And there are others with whom you grow up. In my early teens, for instance, I went through a phase of obsessively rereading the Harry Potter books, finishing Deathly Hallows and immediately returning to Philosopher’s Stone . Were I to read those books now, I’d be transported back to an age of debilitating crushes and bad skin.



But I grew up with Jane Austen: Pride and Prejudice is a romance when you’re 15 and a comedy after 21. It changes with you. And then, of course, there is Sally Rooney, whose novels have formed the fictional backdrop to my 20s.

On September 24, Sally Rooney’s fourth novel, Intermezzo , is published, and hordes of tote bag-toting, Rilke-quoting young literary types will swarm their local bookshops to nab a copy. They will dissect the literary references and debate her oeuvre’s increasing religiosity online, but salivate over the sex scenes and wonder in private how much of it is based on Rooney’s own life, knowing she would hate such speculation. Most of these readers will be women, and many of them – like me – will have been carrying out the same ritual every two or so years when Rooney brings out a new book.

And as much as they’ll notice how Rooney’s prose style has changed (in Intermezzo she tries out a different type of syntax, one sometimes approximating a Joycean stream of consciousness), they’ll probably also notice they themselves have changed since Conversations with Friends came out in 2017 and hit the literary world like a bomb.

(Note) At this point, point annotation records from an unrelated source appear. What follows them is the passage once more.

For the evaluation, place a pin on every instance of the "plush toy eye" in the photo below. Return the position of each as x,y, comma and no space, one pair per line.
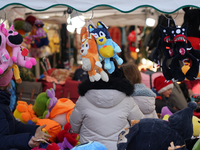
82,45
101,33
95,35
87,45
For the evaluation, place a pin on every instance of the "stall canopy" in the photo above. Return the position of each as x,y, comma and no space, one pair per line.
111,12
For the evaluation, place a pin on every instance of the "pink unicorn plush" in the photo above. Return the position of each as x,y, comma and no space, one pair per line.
5,60
19,53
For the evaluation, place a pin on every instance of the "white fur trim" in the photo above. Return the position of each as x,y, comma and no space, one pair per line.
170,86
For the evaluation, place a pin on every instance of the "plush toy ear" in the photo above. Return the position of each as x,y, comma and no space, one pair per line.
186,9
53,92
49,94
101,25
1,27
90,28
83,31
11,28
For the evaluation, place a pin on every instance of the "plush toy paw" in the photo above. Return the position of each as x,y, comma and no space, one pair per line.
119,61
117,50
33,61
28,65
97,77
14,59
91,78
6,56
104,76
107,66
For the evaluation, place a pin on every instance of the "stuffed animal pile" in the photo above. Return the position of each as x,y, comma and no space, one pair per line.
107,48
176,48
157,134
98,46
12,53
90,57
53,112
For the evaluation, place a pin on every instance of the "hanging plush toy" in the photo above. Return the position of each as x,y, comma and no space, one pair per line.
90,57
5,59
179,36
19,53
165,44
92,145
107,48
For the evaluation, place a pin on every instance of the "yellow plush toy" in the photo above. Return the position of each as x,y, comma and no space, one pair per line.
14,67
24,112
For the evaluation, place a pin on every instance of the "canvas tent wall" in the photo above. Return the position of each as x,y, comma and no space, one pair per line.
111,12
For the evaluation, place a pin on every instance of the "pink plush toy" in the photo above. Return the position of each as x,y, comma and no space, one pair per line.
19,53
5,60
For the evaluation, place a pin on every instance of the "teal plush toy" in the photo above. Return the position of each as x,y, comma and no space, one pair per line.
107,48
93,145
44,102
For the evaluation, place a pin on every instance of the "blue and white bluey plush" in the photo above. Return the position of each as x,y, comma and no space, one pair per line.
93,145
107,48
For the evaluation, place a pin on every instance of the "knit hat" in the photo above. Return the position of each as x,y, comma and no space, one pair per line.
5,79
161,84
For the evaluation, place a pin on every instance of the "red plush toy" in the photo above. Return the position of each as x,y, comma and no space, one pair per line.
53,146
71,137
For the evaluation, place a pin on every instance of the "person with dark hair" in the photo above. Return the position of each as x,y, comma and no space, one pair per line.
15,135
104,109
143,96
163,89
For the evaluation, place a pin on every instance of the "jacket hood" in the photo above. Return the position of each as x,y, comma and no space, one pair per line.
4,97
115,83
105,98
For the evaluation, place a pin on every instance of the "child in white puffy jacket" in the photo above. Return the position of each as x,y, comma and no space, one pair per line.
104,109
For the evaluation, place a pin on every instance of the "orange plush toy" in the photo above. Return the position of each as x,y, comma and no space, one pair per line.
90,57
67,133
62,111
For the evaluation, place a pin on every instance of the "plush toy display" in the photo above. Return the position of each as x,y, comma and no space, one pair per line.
93,145
5,59
176,48
196,145
19,53
107,48
179,36
90,57
38,35
67,133
157,134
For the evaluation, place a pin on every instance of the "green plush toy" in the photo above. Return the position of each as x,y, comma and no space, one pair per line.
44,102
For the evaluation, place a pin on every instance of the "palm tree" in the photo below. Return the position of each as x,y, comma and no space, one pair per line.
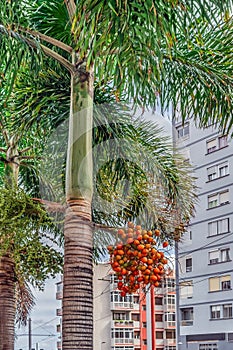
179,51
26,233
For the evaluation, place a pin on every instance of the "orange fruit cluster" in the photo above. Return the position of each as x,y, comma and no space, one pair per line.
136,260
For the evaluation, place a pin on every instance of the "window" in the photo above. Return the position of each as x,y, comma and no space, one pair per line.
135,317
187,316
218,227
222,141
217,171
116,297
170,318
212,145
121,316
169,283
217,199
183,130
215,311
122,334
225,255
221,311
219,256
216,143
227,311
208,346
186,289
159,335
158,301
170,299
189,264
219,283
158,317
137,334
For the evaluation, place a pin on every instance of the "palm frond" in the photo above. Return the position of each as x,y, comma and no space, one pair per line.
24,301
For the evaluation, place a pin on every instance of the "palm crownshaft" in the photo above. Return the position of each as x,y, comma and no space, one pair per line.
108,39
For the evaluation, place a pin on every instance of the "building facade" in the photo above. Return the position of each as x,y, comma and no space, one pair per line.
135,322
205,253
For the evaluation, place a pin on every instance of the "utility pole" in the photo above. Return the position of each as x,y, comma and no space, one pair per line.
177,296
29,334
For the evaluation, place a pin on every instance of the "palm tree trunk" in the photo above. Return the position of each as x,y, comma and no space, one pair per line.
7,303
77,307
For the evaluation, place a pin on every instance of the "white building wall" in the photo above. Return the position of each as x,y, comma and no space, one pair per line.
204,327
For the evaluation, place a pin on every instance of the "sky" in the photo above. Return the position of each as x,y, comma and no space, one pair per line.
43,316
44,320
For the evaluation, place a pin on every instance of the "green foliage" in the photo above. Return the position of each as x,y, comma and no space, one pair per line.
179,51
24,234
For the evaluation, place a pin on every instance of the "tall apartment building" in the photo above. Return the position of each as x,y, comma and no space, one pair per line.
135,322
205,255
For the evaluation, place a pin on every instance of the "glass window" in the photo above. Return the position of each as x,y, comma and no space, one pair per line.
208,346
186,289
212,173
223,226
221,311
215,311
213,228
212,145
225,255
217,171
217,199
219,283
136,317
224,197
158,317
159,335
227,311
222,141
220,255
183,130
170,316
213,201
170,299
158,301
187,316
223,169
188,264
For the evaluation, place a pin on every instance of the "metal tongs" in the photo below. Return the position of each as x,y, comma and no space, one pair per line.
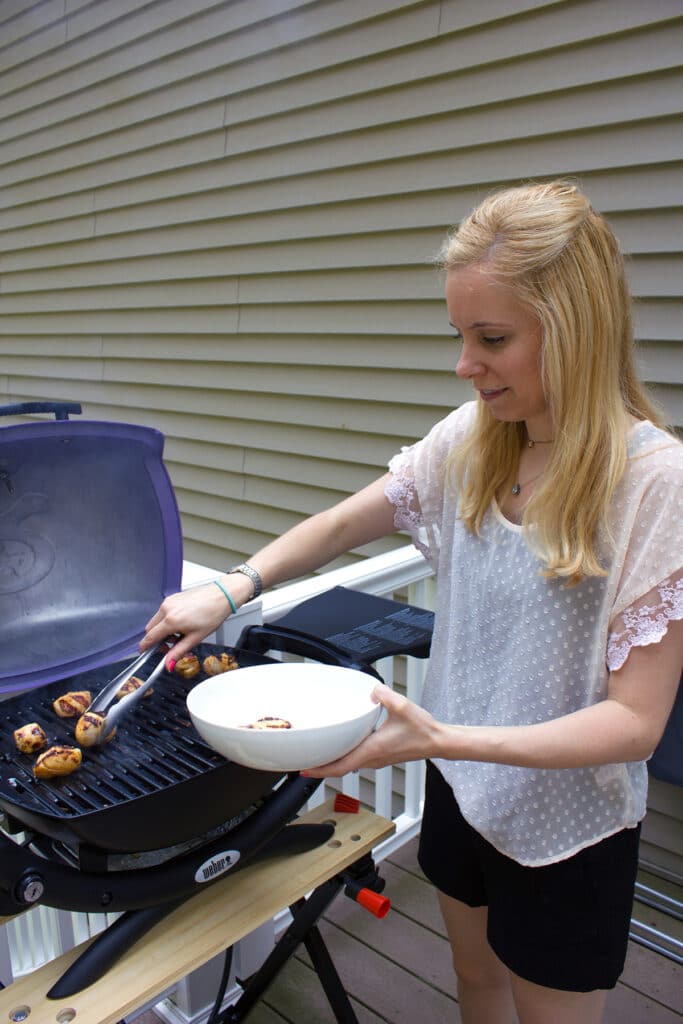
112,708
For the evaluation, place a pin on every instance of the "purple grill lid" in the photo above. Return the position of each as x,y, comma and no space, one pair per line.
90,544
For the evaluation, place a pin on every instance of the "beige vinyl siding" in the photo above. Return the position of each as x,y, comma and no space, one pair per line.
217,219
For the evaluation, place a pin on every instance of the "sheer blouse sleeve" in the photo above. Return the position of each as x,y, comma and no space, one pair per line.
649,508
418,480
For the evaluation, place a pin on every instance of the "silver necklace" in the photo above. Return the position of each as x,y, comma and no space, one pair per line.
516,487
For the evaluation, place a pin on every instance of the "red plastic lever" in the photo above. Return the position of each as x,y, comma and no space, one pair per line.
377,904
348,805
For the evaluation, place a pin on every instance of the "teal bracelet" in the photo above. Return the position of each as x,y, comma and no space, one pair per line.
225,591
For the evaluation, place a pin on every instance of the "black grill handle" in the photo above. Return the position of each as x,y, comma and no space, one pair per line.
61,410
260,639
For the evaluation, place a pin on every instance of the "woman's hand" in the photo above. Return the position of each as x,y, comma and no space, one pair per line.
409,733
194,613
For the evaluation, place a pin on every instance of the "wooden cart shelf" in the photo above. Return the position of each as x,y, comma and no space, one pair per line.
199,930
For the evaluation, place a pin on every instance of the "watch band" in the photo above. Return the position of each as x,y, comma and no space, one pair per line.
255,577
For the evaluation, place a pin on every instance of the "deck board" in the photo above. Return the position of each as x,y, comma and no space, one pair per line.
398,970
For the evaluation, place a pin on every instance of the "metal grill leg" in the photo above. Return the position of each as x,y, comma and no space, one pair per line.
306,913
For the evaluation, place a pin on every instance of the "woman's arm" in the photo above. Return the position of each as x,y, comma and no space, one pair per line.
626,726
196,612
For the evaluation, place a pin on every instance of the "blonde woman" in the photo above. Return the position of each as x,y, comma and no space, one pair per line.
550,508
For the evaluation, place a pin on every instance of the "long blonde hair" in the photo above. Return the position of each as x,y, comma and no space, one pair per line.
564,263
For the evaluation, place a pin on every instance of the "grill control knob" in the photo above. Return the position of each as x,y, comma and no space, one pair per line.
30,889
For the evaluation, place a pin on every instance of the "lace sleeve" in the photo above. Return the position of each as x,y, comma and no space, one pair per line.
401,492
645,622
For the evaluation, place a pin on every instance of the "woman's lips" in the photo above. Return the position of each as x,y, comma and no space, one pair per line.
489,393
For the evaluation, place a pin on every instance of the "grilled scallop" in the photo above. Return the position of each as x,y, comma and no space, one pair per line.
213,666
132,684
30,738
73,704
187,667
89,729
269,722
57,761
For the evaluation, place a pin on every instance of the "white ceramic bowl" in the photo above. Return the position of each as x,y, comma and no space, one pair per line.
329,708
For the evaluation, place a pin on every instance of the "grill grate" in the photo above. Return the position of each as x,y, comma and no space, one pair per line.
156,765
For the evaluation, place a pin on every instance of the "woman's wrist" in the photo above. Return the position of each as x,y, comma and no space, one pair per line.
236,591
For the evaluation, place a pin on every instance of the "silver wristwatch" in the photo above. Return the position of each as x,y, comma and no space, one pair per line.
253,576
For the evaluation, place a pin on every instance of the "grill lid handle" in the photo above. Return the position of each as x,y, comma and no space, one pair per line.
61,410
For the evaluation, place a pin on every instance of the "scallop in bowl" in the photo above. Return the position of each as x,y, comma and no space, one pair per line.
285,717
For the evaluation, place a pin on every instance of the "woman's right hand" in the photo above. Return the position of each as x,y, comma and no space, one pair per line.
193,613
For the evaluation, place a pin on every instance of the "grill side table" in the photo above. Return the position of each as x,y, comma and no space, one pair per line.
202,928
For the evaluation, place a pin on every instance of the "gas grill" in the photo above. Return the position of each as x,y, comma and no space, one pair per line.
89,545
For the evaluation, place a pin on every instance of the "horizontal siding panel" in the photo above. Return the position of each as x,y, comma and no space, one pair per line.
435,95
252,463
258,350
207,378
257,435
651,275
554,30
224,162
349,416
201,41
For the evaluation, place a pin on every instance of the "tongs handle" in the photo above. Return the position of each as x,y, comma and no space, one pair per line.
126,702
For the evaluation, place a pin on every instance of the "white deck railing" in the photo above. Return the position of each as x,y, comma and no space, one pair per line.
41,934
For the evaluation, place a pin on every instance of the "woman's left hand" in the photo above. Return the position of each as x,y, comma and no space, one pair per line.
409,733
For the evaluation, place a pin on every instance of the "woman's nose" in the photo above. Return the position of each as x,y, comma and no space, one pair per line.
468,366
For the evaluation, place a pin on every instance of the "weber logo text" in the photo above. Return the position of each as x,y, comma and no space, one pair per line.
216,865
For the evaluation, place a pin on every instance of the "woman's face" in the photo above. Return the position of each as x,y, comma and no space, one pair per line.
501,347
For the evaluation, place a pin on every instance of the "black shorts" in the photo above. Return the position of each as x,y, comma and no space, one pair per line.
563,925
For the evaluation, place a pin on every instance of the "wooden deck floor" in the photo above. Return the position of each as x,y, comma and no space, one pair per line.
397,970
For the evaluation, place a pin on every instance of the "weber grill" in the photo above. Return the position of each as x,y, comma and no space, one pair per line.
89,545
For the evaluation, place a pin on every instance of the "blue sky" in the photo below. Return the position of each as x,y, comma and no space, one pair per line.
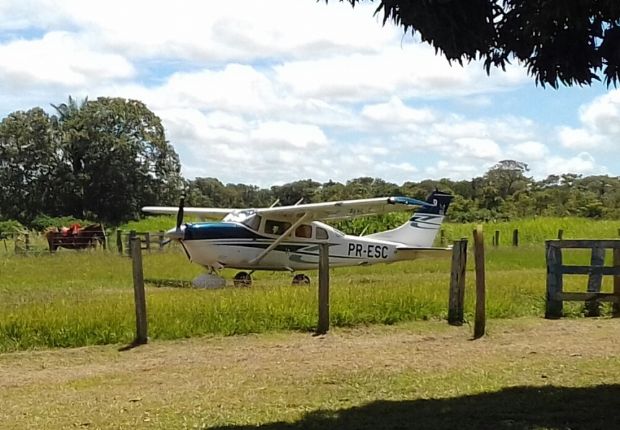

The 33-year-old Irish author tapped into a generational shift with her writing: her characters communicated by email and phone, they had masses of cultural capital but frightening financial precarity, their relationships were complex, undefined and ever-changing. Rooney didn’t invent this millennial mode of being (although she is sometimes accused of doing so), but she represented it in a way that was new and compelling.

She was deemed the voice of a generation, “Salinger for the Snapchat generation”. Young people, particularly young women, latched on to her work because it reflected something about their lives they hadn’t seen on the page before. And relating to a character is just one step on the road to emulating them.